I’m taking myself off the Duloxetine. Weaning off it is apparently a nightmare. Capsule sizes don’t match the need. Some people seem to count beads and buy in empty capsules, and spread them out, and so on and so forth.
I have been on 30mg, which I now think is a blessing, but in the last few months my weight has ballooned, and I feel out of control. So I have decided enough is enough. Part of my depressive issues are heavily linked with self esteem and body issues, so when the tablet one is on is having a detrimental effect on weight, it can become a negative spiral.
I made a mistake today though, and posted in a group that I was going cold turkey. My bad. Everyone is an expert. A concerned expert, but an expert nonetheless. So I ended up deleting the post and berating myself for an idiotic move. “Have you tried other anti depressants?” “Cold turkey is dangerous” “You must talk to your doctor”. All valid statements. Don’t get me wrong. I guess part of the problem with this current medication is that I have very little emotional connection. I just don’t care. So instead I get irritated. Does that make sense? I know it doesn’t.

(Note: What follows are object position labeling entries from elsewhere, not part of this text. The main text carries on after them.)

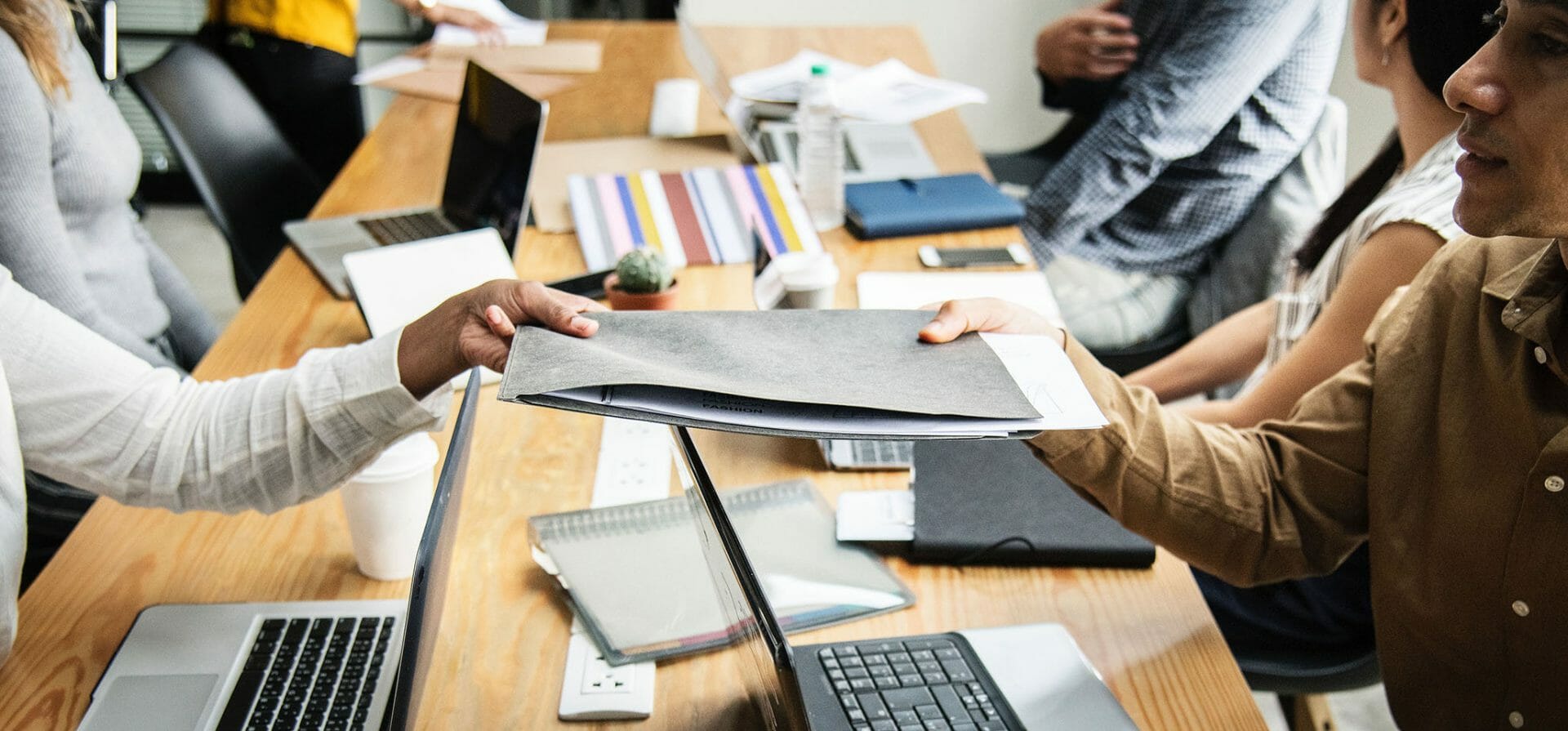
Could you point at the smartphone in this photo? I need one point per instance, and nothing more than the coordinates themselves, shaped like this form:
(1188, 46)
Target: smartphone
(995, 256)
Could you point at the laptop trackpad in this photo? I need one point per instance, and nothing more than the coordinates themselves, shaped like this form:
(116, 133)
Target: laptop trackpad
(153, 703)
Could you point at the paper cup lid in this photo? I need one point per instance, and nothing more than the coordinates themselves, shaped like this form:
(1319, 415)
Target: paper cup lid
(821, 272)
(403, 457)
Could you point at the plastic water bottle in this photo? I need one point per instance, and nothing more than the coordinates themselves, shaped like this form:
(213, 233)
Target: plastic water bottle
(821, 153)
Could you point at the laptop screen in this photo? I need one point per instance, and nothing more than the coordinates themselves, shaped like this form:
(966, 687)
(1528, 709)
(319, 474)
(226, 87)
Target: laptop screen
(492, 149)
(764, 656)
(427, 593)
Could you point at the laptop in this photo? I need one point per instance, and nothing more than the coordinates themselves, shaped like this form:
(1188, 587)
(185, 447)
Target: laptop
(298, 666)
(1017, 678)
(872, 151)
(494, 145)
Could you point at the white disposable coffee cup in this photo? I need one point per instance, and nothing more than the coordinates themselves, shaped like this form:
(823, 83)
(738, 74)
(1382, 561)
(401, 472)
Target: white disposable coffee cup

Anyway, then comes the wowser statement that pisses me off, especially when the person talking has little to no experience of anti depressants “Medication doesn’t tend to cause weight gain. Eating more causes weight gain.”
Oh Gods. Please. No. Google any number of anti depressants and you will find stories of weight gain, and depression as a result of that weight gain, and so on. It may be that people feel happier and eat more. But judging by the huge number of stories I have read, I am pretty sure it is just not that simple. I have gained a stone in about 4 months. It’s not good. And I am not happy. I preferred maintaining to this. And the anti depressants have played a part. Somehow.
I have no answers. I just wanted to post and get other people’s experiences, really?
Withdrawal symptoms currently are those brain zaps, and dizziness. I didn’t initially realise the dizziness was a withdrawal symptom when I had it the other week. I’d just forgotten to take a tablet, and it turns out the half life of duloxetine is very short. But then hopefully that means these crummy side effects will be over soon enough. Back to running, and being more mindful around food and drinking loads and loads of water. And listening to the Slimpod.